Section 7.03 Additional Conditions To Obligation Of Company. The
obligation of Company to effect the Merger is subject to the satisfaction of
each of the following conditions, any of which may be waived, in writing,
exclusively by Company:
(a) Representations And Warranties. The representations and warranties
of Parent and Merger Sub set forth in this Agreement shall be true and
correct as of the Closing Date as though made on and as of the Closing
Date, or, in the case of representations and warranties of Parent or Merger
Sub which speak as of an earlier date, shall have been true and correct as
of such earlier date, except in each case (i) for changes contemplated by
this Agreement and (ii) where the failure to be true and correct,
individually or in the aggregate, has not had and will not, solely with the
passage of time, imminently result in a Parent Material Adverse Effect.
(b) Performance Of Obligations Of Parent And Merger Sub.
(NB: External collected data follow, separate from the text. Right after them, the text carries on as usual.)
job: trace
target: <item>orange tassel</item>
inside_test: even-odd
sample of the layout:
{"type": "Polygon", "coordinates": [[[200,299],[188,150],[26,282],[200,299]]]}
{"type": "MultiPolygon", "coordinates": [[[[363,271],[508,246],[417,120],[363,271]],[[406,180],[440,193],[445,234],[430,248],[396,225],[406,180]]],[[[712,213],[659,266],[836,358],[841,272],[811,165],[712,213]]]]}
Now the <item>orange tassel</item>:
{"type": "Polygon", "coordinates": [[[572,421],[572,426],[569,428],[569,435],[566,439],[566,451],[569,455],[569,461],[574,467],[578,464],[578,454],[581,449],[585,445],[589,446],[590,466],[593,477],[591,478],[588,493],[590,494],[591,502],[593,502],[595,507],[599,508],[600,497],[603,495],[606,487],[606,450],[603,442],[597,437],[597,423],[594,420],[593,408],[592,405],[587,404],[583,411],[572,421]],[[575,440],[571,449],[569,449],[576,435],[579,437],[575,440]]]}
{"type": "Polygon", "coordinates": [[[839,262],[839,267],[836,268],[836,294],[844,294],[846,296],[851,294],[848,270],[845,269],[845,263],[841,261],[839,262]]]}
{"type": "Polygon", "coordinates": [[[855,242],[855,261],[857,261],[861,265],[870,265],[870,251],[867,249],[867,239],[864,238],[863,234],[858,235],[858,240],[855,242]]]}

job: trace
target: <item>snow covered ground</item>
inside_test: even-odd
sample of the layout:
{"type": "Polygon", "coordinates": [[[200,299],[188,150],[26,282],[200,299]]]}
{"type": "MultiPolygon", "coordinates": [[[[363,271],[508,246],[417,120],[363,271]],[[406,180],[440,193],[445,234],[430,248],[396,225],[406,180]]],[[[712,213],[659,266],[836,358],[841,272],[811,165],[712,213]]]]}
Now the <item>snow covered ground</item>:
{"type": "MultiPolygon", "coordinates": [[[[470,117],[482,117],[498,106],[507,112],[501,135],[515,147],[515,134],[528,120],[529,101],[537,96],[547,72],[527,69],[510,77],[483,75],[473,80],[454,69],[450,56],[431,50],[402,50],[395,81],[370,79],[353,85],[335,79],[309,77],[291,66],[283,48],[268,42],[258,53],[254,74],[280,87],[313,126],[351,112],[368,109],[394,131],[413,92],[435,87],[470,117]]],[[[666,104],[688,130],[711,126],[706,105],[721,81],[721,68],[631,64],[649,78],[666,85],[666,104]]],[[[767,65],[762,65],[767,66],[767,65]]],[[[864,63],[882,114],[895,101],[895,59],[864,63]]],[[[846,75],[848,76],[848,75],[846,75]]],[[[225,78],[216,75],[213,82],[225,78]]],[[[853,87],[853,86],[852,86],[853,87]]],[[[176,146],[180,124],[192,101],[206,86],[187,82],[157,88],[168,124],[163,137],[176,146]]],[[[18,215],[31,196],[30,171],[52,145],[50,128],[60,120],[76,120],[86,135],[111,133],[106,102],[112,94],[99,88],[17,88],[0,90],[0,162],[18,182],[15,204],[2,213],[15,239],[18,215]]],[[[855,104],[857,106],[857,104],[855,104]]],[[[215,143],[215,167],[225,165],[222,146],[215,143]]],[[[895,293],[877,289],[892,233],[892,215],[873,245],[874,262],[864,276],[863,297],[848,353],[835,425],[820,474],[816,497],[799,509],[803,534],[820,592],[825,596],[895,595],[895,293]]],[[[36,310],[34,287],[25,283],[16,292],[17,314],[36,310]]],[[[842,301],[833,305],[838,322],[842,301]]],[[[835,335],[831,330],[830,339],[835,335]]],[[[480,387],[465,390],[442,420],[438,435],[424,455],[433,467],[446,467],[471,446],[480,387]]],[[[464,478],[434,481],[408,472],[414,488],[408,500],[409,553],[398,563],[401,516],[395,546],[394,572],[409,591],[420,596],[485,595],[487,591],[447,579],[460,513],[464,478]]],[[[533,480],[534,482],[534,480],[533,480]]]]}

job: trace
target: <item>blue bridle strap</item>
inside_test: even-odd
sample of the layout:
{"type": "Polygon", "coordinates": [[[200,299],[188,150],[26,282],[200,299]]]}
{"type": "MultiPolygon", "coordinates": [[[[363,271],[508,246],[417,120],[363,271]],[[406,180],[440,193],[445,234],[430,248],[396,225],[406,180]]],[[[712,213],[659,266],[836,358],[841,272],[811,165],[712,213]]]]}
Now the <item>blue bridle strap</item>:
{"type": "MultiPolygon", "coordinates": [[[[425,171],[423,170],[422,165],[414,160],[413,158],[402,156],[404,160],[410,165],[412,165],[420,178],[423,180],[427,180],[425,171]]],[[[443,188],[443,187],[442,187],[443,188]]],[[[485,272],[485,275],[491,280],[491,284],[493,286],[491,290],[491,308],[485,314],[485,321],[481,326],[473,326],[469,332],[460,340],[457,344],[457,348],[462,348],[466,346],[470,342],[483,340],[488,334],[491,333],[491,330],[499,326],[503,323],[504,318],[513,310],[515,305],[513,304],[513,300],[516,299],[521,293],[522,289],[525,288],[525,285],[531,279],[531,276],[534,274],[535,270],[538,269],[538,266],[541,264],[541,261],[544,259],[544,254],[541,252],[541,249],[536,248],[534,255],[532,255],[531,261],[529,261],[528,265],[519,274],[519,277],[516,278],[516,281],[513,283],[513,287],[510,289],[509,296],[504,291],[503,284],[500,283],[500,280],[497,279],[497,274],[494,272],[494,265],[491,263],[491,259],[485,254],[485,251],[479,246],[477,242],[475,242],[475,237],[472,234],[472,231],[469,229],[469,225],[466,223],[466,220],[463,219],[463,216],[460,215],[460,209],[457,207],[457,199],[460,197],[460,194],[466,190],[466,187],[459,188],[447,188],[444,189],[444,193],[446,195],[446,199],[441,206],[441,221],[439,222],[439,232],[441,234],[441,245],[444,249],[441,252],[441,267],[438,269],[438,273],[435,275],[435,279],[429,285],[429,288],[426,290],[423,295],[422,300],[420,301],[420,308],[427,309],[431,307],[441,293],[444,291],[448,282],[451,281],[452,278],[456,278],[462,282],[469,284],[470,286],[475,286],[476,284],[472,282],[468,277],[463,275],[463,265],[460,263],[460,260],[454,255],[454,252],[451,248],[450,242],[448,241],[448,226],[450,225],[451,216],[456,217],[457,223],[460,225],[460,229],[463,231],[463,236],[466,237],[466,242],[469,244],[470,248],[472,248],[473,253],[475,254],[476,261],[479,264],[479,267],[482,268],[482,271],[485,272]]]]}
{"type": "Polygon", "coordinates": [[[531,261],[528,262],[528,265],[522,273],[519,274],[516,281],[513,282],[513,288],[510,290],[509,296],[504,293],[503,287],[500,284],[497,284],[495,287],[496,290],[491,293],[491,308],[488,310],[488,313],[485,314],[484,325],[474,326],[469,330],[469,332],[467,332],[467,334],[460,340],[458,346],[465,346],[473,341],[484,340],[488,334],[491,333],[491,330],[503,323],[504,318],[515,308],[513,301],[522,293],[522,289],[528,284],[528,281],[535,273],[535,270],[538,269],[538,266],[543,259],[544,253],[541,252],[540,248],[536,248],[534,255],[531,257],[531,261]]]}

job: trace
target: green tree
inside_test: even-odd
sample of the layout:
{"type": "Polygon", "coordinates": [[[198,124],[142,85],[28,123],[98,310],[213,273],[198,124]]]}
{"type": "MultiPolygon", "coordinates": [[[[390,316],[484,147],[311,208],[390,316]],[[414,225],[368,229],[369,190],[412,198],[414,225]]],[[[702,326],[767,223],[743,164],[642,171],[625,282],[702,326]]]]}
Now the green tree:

Parent and
Merger Sub shall have performed in all material respects all obligations
required to be performed by them under this Agreement at or prior to the
Closing Date.
(c) Certificate. Company shall have received a certificate signed on
behalf of Parent by the chief executive officer and the chief financial
officer of Parent to the effect that the conditions set forth in Section
7.03(a) and Section 7.03(b) are satisfied.
(d) Registration Statement Tax Opinion. Company shall have received an
appropriate written tax opinion from Xxxxxx Godward LLP, counsel to
Company, for filing as an exhibit to the Registration Statement.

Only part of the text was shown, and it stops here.